На этот раз Венкрек не успел выступить с обвинением. Его опередил пергамент, доставленный к воротам залов Совета. Он гласил: «Властители Дорфара, больше вам не травить волка. Он сбежал к своим братьям из Вольного Закориса со всеми сведениями о ваших военных планах и на бегу смеется над вами и вашей глупостью».
Путешествие по реке сменилось долгой поездкой в колеснице. Затем другая лодка доставила ее на борт черной галеры, возвышавшейся, как ночь, над утренним морем. Улис-Анет видела это урывками, поскольку ее продолжали опаивать дурманящим снадобьем. На корабле она была даже рада этому, ибо шторм не прекращался почти все время их короткого плавания.
Когда королева наконец очнулась, она снова была на земле. Определить, что это за земля, ей не удалось.
Однако ее последнее пробуждение заставляло заподозрить, что сон все еще длится. Она находилась в пышно украшенном доме, окна которого выходили в заросший сад. За ним до горизонта раскинулась возделанная долина.
Когда полностью ушла слабость, вызванная снадобьем, Улис-Анет начала присматриваться к тому, что ее окружало. Обстановка вполне соответствовала рангу пленницы — она получала все, к чему привыкла во дворце, включая изысканную и красиво сервированную еду, дорогие притирания и шкатулки с драгоценностями.
Ей прислуживали две женщины. Они справлялись со своими обязанностями не хуже, чем ее собственные дамы, охотно и подробно отвечали на все вопросы Улис-Анет, если дело не касалось места заточения, а также таинственной личности, поместившей ее в эту роскошную клетку.
«Но я все-таки в Кармиссе?» — спрашивала королева. И слышала в ответ: «Взгляните на этот жемчуг, госпожа. Не правда ли, он идеально подходит к бархату?»
Жемчуг был черным — традиционная кармианская драгоценность. Это могло сойти за косвенный ответ, если уж нельзя было получить прямой.
В общем, Улис-Анет и не хотела знать — ее вопросы были продиктованы лишь остатками гордости. Куда проще притвориться несведущей и напуганной, в том числе и перед самой собой.

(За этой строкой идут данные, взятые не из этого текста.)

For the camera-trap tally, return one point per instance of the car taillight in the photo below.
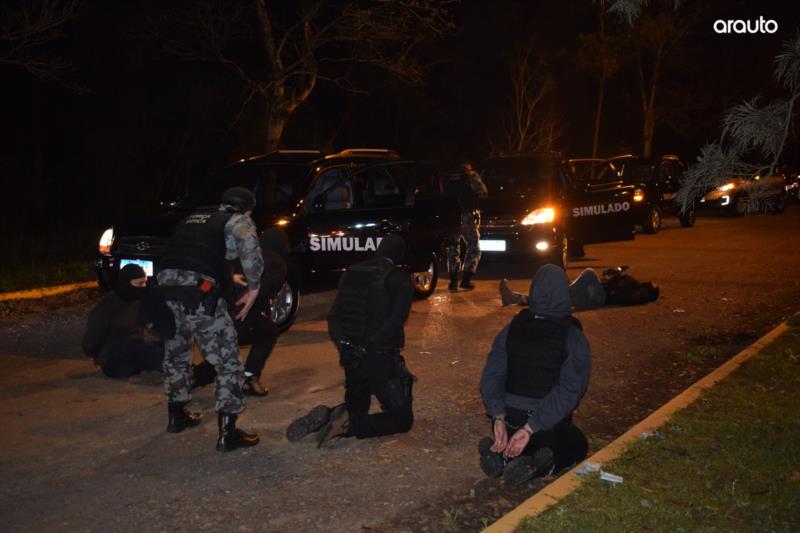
(106, 240)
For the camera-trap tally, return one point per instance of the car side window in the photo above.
(385, 186)
(332, 191)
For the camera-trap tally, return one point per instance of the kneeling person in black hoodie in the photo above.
(536, 374)
(366, 323)
(125, 332)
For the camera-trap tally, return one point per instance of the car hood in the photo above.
(513, 204)
(160, 225)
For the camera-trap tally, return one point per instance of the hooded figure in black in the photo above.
(366, 324)
(125, 331)
(257, 329)
(535, 375)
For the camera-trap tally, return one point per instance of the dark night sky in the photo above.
(147, 120)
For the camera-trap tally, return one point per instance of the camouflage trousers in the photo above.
(469, 235)
(216, 337)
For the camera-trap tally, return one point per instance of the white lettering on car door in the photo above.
(601, 209)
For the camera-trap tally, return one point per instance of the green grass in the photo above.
(46, 274)
(44, 258)
(728, 462)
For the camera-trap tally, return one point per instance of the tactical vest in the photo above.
(198, 244)
(457, 185)
(364, 299)
(536, 347)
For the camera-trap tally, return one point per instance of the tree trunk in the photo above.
(599, 112)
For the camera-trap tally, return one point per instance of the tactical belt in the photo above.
(191, 296)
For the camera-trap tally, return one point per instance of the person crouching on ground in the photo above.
(125, 331)
(536, 374)
(366, 323)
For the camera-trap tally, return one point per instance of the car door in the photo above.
(349, 211)
(598, 204)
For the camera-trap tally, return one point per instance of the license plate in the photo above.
(147, 266)
(492, 245)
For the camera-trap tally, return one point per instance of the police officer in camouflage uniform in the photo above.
(193, 278)
(467, 187)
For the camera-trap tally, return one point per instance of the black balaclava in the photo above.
(239, 198)
(392, 247)
(124, 289)
(275, 239)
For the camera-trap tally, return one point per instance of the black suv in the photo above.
(538, 210)
(335, 209)
(655, 185)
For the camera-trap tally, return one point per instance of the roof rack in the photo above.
(365, 152)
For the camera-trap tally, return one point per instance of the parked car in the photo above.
(655, 184)
(744, 195)
(335, 209)
(538, 211)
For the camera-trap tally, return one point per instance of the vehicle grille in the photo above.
(498, 222)
(142, 246)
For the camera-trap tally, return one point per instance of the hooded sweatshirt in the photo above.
(128, 314)
(549, 299)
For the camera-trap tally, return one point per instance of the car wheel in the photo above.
(424, 282)
(284, 305)
(653, 221)
(688, 218)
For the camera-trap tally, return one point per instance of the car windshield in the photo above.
(518, 174)
(277, 187)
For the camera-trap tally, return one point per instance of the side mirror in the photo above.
(319, 202)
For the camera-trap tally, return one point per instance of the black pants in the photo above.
(132, 357)
(374, 375)
(258, 331)
(568, 443)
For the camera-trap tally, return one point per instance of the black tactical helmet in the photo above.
(239, 198)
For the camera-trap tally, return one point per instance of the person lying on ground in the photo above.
(588, 291)
(535, 375)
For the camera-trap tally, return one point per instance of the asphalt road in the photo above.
(83, 453)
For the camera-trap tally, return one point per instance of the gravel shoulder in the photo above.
(82, 452)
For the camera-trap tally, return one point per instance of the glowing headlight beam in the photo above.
(539, 216)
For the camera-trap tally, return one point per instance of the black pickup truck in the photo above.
(538, 209)
(335, 209)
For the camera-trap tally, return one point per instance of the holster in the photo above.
(351, 355)
(191, 297)
(397, 392)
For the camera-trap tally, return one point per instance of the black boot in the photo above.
(180, 418)
(465, 281)
(453, 281)
(230, 437)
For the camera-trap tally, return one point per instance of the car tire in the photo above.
(284, 305)
(688, 218)
(652, 223)
(424, 282)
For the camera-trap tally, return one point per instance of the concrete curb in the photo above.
(568, 482)
(44, 292)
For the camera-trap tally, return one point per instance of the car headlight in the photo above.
(106, 240)
(539, 216)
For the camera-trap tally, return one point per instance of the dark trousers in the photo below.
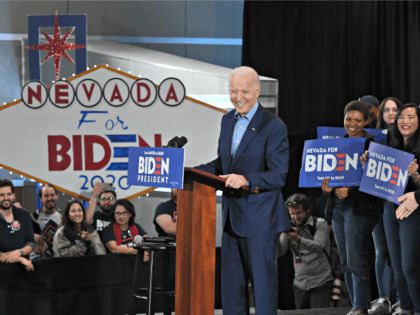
(245, 259)
(383, 267)
(313, 298)
(403, 241)
(351, 232)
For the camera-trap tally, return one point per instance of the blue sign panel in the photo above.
(156, 167)
(335, 132)
(385, 173)
(338, 159)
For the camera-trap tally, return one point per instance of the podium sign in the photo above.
(157, 167)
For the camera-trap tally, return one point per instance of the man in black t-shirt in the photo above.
(165, 217)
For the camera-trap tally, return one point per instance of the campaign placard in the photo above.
(385, 173)
(156, 167)
(338, 159)
(380, 135)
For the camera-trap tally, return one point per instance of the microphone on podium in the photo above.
(138, 239)
(176, 142)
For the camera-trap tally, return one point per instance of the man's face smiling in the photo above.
(6, 197)
(243, 93)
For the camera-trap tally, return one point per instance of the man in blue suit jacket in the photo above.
(253, 151)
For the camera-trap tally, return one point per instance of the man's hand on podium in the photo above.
(235, 181)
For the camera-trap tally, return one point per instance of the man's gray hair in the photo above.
(244, 70)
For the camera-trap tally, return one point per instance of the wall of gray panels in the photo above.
(192, 18)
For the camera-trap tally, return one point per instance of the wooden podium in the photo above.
(196, 243)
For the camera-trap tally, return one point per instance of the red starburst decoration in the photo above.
(57, 46)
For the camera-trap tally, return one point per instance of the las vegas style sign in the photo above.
(80, 130)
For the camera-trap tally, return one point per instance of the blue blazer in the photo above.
(263, 158)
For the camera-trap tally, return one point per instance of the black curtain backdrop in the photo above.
(327, 53)
(324, 54)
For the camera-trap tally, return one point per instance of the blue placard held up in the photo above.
(336, 132)
(385, 173)
(156, 167)
(338, 159)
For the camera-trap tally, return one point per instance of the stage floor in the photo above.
(319, 311)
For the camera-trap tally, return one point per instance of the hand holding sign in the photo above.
(386, 174)
(342, 192)
(363, 158)
(412, 168)
(407, 206)
(235, 181)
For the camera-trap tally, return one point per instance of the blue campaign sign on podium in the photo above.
(156, 167)
(338, 132)
(338, 159)
(385, 174)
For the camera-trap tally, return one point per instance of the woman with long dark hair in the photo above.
(353, 214)
(119, 236)
(387, 112)
(75, 237)
(402, 229)
(383, 268)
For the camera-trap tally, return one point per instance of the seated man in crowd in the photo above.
(42, 218)
(102, 218)
(16, 233)
(165, 217)
(309, 241)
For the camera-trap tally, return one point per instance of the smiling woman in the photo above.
(353, 214)
(75, 237)
(119, 237)
(401, 226)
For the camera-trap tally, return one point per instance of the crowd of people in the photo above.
(356, 216)
(250, 237)
(50, 232)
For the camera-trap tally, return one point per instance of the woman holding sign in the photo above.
(401, 227)
(353, 214)
(383, 269)
(387, 112)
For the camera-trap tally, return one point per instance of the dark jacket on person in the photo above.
(362, 203)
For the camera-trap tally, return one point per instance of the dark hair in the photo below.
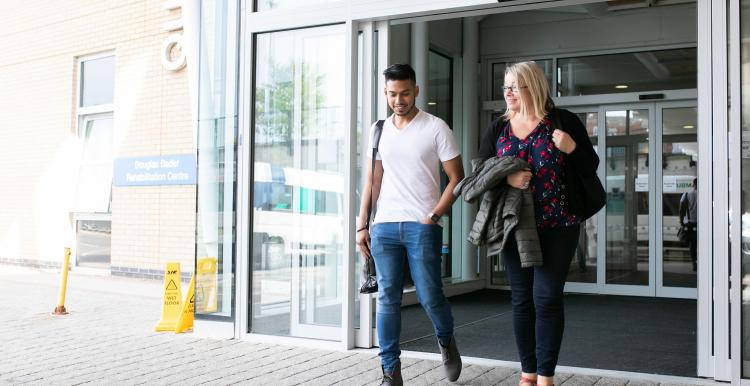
(400, 72)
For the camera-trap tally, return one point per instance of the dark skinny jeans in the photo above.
(537, 297)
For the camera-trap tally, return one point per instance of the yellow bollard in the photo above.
(60, 309)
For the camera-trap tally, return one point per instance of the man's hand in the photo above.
(363, 242)
(426, 220)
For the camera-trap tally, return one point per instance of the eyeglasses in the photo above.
(513, 89)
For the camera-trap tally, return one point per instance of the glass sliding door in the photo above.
(678, 172)
(583, 268)
(297, 246)
(626, 158)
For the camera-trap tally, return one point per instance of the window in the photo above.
(265, 5)
(628, 72)
(94, 109)
(95, 133)
(97, 81)
(95, 168)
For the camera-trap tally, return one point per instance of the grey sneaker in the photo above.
(451, 360)
(394, 377)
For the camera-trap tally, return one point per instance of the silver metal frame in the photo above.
(705, 149)
(719, 184)
(735, 189)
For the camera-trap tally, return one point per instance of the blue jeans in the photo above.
(537, 298)
(390, 243)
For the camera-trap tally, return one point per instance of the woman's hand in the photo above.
(563, 141)
(519, 179)
(363, 242)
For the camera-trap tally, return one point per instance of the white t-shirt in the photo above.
(411, 159)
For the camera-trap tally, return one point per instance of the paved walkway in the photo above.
(108, 339)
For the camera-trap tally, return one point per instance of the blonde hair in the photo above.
(529, 74)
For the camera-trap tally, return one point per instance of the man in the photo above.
(406, 187)
(689, 209)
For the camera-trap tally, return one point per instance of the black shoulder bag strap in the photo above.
(375, 142)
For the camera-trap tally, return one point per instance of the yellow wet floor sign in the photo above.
(171, 307)
(185, 322)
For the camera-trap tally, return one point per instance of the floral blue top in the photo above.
(548, 174)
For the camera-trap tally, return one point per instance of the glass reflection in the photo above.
(583, 267)
(679, 170)
(628, 72)
(627, 207)
(297, 249)
(745, 182)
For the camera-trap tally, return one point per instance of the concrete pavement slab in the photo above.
(108, 339)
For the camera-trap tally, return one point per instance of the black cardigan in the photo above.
(583, 161)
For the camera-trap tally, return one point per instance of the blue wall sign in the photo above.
(162, 170)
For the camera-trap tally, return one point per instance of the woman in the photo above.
(552, 141)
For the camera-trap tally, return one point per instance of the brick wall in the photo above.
(39, 151)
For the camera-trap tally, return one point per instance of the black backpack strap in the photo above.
(375, 143)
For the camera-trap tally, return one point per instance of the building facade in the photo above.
(94, 97)
(270, 115)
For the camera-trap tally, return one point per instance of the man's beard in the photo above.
(407, 112)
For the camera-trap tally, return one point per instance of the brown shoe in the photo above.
(451, 360)
(394, 377)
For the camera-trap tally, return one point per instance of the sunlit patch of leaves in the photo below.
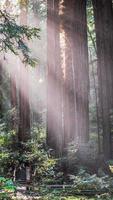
(14, 37)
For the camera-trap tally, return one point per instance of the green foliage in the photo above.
(6, 187)
(14, 37)
(91, 183)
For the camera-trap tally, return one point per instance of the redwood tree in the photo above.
(103, 14)
(24, 107)
(81, 69)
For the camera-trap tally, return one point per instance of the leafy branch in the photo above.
(14, 37)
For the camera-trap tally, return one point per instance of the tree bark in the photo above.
(81, 70)
(24, 107)
(104, 39)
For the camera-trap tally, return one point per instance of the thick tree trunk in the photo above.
(81, 70)
(104, 39)
(66, 17)
(54, 79)
(1, 98)
(24, 107)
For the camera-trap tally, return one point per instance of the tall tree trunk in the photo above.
(81, 69)
(54, 79)
(66, 17)
(1, 97)
(24, 107)
(104, 39)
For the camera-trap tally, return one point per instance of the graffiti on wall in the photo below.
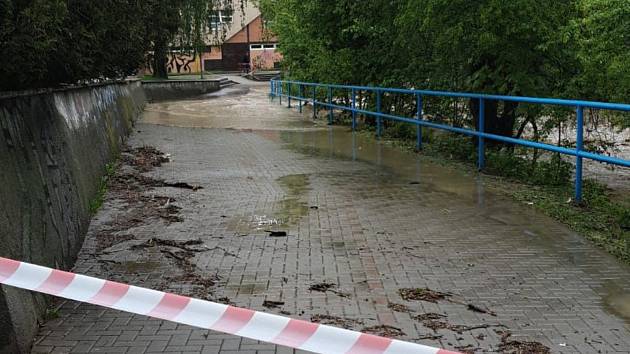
(265, 59)
(177, 63)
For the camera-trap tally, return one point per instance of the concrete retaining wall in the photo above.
(178, 89)
(54, 147)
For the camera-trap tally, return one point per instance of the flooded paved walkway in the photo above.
(364, 218)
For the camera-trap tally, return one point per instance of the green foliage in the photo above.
(97, 202)
(601, 218)
(50, 42)
(603, 33)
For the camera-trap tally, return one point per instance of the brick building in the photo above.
(237, 40)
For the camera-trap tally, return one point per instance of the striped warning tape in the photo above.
(199, 313)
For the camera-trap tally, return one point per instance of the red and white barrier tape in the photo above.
(204, 314)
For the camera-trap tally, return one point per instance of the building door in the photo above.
(234, 54)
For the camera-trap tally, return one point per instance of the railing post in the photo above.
(330, 112)
(354, 113)
(579, 145)
(419, 117)
(300, 95)
(378, 110)
(314, 101)
(289, 94)
(481, 151)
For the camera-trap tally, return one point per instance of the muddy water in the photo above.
(248, 108)
(234, 107)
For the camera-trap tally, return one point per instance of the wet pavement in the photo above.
(377, 239)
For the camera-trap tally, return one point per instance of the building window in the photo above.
(220, 18)
(262, 46)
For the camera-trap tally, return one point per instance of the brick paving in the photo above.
(357, 223)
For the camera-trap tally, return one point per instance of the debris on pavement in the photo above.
(398, 307)
(325, 287)
(145, 158)
(475, 308)
(384, 331)
(271, 304)
(513, 346)
(422, 294)
(336, 321)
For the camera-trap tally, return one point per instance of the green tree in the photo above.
(490, 46)
(603, 34)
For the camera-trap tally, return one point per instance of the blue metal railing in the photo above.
(579, 153)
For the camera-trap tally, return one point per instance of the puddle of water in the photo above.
(284, 214)
(407, 167)
(617, 301)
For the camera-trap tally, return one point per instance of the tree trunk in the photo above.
(494, 123)
(160, 60)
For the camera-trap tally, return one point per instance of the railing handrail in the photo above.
(522, 99)
(579, 105)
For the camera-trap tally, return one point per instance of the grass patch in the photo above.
(97, 202)
(600, 218)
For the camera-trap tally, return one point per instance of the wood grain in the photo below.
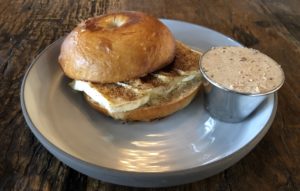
(28, 26)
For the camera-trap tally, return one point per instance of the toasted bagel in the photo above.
(156, 95)
(116, 47)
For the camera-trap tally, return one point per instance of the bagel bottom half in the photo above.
(176, 102)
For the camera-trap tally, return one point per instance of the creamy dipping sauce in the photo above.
(242, 70)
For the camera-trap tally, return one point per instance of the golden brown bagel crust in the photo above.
(148, 113)
(116, 47)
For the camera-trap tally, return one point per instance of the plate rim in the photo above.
(48, 144)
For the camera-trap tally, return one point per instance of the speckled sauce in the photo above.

Дом, который скорее хотелось называть виллой, охраняла вооруженная стража. Она могла беспрепятственно перемещаться по башне, в которой пришла в себя первым утром, но остальная часть виллы была недоступна. Садом она тоже наслаждалась лишь с балкона. Вдалеке Улис-Анет видела людей, работающих на полях, но никаких слуг, кроме ее собственных, в доме не появлялось. Это радовало ее. Окажись кто-нибудь поблизости, она была бы обязана позвать на помощь, и неизвестно, чем бы все кончилось.
Так прошло четыре дня, по ощущениям Улис-Анет — вдвое больше. Она плохо спала по ночам, ее тело было истерзано — но не болезнью. Порой, пытаясь что-нибудь читать, сидя на балконе или бродя по своим покоям, она чувствовала в доме какое-то движение — едва слышные разговоры, чьи-то шаги, — и ее сердце на миг замирало в надежде. Она ждала Его. Но ее ожидания ни разу не оправдались.